強豪・昭和一学園に8回5点差から延長戦へ!10名で挑んだ都立羽村を率いた主将・神戸の最後の夏



都立羽村を率いた神戸 那央主将(3年)

 延長タイブレークの10回裏、9点ビハインドで迎えた都立羽村の先頭は、主将・神戸 那央。「全球思いっきり振ると決めていました」。その言葉通り初球から、球場にいる誰もが見てわかるフルスイングで、バットに気持ちを乗せた。

 しかし、最後は変化球に対応できず、併殺打で凡退。一気に二死三塁となる。無念のアウトに、一塁から三塁ベンチに引き返しながら涙がこみ上げた。「まだ終わっていなかったのですが」。これまでチームを率いてきた責任感と、不甲斐なさにこらえきれなかった。

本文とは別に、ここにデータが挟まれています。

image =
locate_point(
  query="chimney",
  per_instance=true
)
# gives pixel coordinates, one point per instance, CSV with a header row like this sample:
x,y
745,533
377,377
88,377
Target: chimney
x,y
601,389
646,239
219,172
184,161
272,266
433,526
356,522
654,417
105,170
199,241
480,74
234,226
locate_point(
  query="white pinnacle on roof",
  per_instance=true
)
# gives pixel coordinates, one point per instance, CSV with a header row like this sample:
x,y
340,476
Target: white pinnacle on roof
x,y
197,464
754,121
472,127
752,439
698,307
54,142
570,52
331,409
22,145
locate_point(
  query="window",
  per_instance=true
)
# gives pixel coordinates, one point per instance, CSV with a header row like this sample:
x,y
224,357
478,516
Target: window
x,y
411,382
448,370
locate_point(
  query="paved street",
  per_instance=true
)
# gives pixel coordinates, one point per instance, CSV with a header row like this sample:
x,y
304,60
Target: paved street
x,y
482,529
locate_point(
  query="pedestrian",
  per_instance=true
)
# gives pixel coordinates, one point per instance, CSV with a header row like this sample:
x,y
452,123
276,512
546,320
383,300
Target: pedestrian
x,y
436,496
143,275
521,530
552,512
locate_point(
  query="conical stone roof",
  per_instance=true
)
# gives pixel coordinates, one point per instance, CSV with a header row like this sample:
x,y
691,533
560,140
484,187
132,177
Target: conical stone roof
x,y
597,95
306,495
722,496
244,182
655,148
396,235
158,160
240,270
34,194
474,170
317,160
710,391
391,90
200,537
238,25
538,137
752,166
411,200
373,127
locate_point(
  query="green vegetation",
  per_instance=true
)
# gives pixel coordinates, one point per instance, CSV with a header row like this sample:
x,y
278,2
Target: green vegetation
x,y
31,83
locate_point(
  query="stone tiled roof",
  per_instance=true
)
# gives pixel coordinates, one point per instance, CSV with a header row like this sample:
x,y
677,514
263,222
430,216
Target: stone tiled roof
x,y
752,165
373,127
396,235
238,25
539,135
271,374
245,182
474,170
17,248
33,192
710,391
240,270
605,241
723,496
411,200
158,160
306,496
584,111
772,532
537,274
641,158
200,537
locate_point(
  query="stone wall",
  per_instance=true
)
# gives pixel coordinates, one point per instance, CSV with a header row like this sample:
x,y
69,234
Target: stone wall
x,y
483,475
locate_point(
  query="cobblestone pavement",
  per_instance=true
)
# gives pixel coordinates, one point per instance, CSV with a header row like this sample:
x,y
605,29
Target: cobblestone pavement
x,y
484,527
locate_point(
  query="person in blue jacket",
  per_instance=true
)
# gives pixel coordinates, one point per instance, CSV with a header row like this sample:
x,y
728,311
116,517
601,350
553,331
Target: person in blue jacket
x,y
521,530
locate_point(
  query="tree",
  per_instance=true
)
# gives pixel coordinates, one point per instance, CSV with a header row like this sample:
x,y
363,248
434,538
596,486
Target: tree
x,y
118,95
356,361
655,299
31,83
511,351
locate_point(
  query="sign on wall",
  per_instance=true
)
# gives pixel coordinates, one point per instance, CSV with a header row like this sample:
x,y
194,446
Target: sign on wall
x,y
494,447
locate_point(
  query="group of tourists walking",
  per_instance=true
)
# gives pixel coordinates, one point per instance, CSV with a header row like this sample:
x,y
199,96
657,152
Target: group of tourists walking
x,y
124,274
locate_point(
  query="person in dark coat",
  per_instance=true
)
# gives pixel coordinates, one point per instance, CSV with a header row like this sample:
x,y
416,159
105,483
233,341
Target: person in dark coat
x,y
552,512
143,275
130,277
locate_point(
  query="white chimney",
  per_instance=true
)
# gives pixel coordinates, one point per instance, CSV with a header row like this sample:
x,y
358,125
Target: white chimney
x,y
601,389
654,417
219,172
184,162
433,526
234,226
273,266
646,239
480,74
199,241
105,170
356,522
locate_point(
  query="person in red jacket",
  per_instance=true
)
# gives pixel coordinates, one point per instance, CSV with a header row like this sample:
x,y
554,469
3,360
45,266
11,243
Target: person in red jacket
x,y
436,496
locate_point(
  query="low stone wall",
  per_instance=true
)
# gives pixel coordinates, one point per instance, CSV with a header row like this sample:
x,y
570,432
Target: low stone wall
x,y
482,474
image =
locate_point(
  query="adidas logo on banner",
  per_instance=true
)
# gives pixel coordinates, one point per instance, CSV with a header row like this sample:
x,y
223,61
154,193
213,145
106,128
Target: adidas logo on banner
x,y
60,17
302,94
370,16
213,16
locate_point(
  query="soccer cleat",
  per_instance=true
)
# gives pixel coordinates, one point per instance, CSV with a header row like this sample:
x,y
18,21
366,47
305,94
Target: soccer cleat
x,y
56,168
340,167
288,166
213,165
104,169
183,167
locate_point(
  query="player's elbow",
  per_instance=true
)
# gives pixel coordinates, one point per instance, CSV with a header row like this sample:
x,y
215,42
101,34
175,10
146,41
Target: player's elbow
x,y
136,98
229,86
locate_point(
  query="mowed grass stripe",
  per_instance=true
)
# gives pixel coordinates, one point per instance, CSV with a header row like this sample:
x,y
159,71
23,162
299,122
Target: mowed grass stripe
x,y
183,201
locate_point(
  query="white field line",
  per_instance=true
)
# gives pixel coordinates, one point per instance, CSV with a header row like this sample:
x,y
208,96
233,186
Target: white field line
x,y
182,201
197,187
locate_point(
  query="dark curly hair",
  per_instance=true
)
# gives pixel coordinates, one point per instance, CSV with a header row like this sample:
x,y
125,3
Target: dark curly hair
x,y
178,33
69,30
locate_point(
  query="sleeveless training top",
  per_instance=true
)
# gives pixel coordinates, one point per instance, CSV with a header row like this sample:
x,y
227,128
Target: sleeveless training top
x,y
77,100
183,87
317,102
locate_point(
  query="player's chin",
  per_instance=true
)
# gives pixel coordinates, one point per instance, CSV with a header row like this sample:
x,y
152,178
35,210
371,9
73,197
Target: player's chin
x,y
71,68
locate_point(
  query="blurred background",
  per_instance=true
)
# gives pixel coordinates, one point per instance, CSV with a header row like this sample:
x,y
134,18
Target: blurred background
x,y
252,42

 秋を終えてからは、数名の選手が野球部を去り、8名で新学年をスタートさせなければならなかった都立羽村。なんとか単独チームでの公式戦出場を叶えるべく、辞めた選手の引き留めに奔走した。その結果2、3年生合わせて10名でこの大会に挑むことができた。

 この試合は常に昭和一学園が試合の主導権を握っていた。初回は3連打を含む5安打で5点を先制。4回途中に降雨中断を挟み、8回表を終了した時点で8対3と大きくリードした。

 しかし、また雨が強くなってきた8回裏、都立羽村は暴投や1番・豊田 涼雅の適時打などでこの回一挙5得点。終盤で同点に追いついた。そして、2番・浜名 稜玖が打席を迎えた時に2度目の中断。勝ち越しの好機を目前にしての中断も、ベンチの熱は冷めなかった。「いつもあんな感じです、私が率先して声出してますけど」と西田広記監督は笑顔で話した。

 22分間の中断を経て、試合は再開。9回は互いに無得点で終わり、延長タイブレークに突入した。

 だが、10回表、8回途中からマウンドに登る、前日181球を投げたエース・木下 倭斗が昭和一学園に捕まった。先頭の4番・田中 壮汰からの三連打を皮切りに、9失点を喫した。裏の攻撃は1点を返すも、相手エース・風戸 侑斗を前にこれ以上の得点ができなかった。

「出来過ぎなぐらいです」。試合後、西田監督はここまで戦い抜いた選手たちを称えた。5点差を追いついた8回の攻撃について主将の神戸は、「やっぱりみんなすげぇんだなと思いました」と他9名のチームメイトへの底知れぬ可能性を実感できた試合だった。